Este plan alimenticio también ayuda a reducir el colesterol malo.

La presión arterial alta –cuya patología es conocida como hipertensión– es definida por el Instituto Nacional del Corazón, los Pulmones y la Sangre (NHLBI, por sus siglas en inglés) de Estados Unidos como “una enfermedad frecuente que se desarrolla cuando la sangre fluye a través de las arterias a presiones más altas que la normal”.

Hay dos números que componen la presión arterial: sistólica y diastólica. La primera es la presión que se produce cuando los ventrículos bombean sangre fuera del corazón, mientras que la presión diastólica es la presión entre latidos, cuando el corazón se llena de sangre, explica el NHLBI.

“Para establecer el diagnóstico de hipertensión se han de tomar mediciones dos días distintos y en ambas lecturas la tensión sistólica ha de ser superior o igual a 140 mmHg y la diastólica superior o igual a 90 mmHg”, señala la Organización Mundial de la Salud (OMS).

La alimentación puede ser un factor determinante en el manejo de la presión arterial alta e incluso puede ayudar a reducir estos niveles. En razón a lo anterior, desde hace un tiempo se habla sobre la dieta Dash, que es la sigla de Dietary Approaches to Stop Hypertension (enfoques alimentarios para detener la hipertensión). Mayo Clinic explica que esta dieta es un plan de alimentación saludable que está diseñado para ayudar a tratar o prevenir la presión arterial alta.
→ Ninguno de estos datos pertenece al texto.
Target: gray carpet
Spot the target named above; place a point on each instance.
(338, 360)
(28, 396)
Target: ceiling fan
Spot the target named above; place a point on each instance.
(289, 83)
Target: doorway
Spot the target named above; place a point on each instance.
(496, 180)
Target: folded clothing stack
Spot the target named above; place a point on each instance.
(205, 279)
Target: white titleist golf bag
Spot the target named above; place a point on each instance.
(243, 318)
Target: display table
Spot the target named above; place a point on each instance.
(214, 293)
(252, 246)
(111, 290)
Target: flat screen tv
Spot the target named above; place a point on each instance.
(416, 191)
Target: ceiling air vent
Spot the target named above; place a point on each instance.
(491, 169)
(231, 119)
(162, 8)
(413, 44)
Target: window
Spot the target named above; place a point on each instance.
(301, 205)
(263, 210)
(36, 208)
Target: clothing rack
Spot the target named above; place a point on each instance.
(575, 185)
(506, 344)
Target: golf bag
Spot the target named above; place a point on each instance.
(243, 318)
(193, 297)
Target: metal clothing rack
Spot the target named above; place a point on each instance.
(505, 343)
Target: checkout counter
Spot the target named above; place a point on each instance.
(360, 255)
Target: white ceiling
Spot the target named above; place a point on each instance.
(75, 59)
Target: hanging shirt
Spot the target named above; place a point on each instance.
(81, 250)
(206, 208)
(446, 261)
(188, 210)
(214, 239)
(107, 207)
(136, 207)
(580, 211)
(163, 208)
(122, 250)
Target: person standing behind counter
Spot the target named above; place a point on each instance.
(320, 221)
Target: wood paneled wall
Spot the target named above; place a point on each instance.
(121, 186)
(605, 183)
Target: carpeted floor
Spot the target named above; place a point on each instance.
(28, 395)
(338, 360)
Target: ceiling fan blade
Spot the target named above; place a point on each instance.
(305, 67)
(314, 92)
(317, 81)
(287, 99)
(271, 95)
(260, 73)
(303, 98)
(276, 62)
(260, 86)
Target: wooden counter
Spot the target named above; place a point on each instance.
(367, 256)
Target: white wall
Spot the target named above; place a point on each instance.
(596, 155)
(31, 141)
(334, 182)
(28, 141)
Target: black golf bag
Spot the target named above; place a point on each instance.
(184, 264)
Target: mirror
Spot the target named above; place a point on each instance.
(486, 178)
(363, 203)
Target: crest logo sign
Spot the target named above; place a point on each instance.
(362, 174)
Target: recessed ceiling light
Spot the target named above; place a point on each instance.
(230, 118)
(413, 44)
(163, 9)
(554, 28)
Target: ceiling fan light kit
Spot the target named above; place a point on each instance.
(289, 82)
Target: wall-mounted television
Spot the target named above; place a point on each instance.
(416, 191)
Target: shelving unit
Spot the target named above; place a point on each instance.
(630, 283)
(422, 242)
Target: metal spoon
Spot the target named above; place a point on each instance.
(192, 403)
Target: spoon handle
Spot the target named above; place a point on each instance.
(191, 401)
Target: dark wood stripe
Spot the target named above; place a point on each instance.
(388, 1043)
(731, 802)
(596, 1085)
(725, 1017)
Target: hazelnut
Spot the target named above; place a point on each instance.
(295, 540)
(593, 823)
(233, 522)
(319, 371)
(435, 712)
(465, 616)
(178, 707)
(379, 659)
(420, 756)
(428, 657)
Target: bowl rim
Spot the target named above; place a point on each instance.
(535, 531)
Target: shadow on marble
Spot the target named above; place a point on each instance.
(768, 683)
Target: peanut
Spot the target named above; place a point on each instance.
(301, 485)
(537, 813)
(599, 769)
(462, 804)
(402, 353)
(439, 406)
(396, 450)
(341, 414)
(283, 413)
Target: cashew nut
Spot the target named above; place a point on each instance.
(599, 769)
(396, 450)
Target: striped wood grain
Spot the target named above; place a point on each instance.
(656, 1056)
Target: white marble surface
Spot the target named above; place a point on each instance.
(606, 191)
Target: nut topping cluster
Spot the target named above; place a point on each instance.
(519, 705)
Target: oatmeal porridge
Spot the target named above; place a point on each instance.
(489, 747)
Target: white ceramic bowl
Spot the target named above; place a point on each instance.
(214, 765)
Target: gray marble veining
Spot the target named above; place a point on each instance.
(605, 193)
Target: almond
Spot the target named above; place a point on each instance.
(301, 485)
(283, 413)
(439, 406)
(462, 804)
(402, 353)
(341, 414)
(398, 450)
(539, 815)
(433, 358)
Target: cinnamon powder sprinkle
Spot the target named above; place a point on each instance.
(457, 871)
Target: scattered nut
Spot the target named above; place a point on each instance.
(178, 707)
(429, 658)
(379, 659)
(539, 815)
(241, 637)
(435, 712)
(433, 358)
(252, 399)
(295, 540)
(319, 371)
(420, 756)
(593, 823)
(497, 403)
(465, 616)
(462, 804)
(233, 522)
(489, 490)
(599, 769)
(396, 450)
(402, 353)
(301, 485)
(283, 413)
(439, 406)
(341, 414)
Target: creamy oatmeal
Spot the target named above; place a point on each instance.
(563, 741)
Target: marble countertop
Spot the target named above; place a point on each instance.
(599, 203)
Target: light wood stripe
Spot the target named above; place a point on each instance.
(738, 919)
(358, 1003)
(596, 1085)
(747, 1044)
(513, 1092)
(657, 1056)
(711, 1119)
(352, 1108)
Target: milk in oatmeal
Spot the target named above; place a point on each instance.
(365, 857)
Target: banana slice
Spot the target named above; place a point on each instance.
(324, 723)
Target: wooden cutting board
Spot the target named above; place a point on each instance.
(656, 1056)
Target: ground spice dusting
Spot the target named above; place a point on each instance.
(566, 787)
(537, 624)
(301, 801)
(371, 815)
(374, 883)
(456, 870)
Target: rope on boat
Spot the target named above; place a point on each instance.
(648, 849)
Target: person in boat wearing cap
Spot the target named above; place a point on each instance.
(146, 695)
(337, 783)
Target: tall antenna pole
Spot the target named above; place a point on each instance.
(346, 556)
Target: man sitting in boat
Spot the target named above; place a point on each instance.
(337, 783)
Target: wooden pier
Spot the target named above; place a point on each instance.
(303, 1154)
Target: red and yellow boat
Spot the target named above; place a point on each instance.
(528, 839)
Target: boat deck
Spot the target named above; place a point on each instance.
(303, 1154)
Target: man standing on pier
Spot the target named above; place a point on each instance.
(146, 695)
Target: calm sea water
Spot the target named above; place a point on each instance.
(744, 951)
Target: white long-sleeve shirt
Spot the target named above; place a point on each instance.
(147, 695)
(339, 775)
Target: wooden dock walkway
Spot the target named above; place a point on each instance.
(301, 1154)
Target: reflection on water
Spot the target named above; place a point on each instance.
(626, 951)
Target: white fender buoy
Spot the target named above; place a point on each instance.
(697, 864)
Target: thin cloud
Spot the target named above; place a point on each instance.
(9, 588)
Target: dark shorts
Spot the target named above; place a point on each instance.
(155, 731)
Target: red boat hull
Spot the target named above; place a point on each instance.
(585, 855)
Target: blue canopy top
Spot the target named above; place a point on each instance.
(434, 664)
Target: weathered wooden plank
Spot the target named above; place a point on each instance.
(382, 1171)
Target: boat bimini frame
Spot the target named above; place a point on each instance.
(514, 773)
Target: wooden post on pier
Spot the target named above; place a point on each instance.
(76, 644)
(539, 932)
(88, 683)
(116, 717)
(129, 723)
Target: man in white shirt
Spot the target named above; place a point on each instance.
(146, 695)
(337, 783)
Agrega que la dieta Dash incluye alimentos con un alto contenido de potasio, calcio y magnesio, una variedad de nutrientes que contribuyen en el control de la presión arterial. Asimismo, esta dieta limita los alimentos que tienen un alto contenido de sodio, grasas saturadas y azúcares agregados.

“Los estudios han demostrado que la dieta Dash puede reducir la presión arterial en tan solo dos semanas. La dieta también puede reducir los niveles de lipoproteínas de baja densidad (LDL o colesterol “malo”) en la sangre. La presión arterial alta y los niveles elevados de colesterol LDL son dos factores de riesgo importantes para la enfermedad cardíaca y los accidentes cerebrovasculares”, destaca la entidad sin ánimo de lucro dedicada a la práctica clínica, la educación y la investigación.

Esta dieta limita el consumo de sodio a 2.300 miligramos (mg) por día –una cucharada de sal–, lo que significa una reducción de 1.100 miligramos frente al promedio de consumo de sodio que contiene la dieta habitual de una persona estadounidense, que puede incluir 3.400 mg de sodio o más al día.

¿Qué comer?

Mayo Clinic explica que la dieta Dash es “un plan de comidas flexible y equilibrado que ayuda a crear un estilo de vida con una alimentación saludable para el corazón”. Es rica en vegetales, frutas y cereales integrales. Incluye productos lácteos descremados o con bajo contenido de grasa, pescado, carne de aves, frijoles y frutos secos. Limita los alimentos con alto contenido de grasas saturadas, como la carne con grasa y los productos lácteos enteros.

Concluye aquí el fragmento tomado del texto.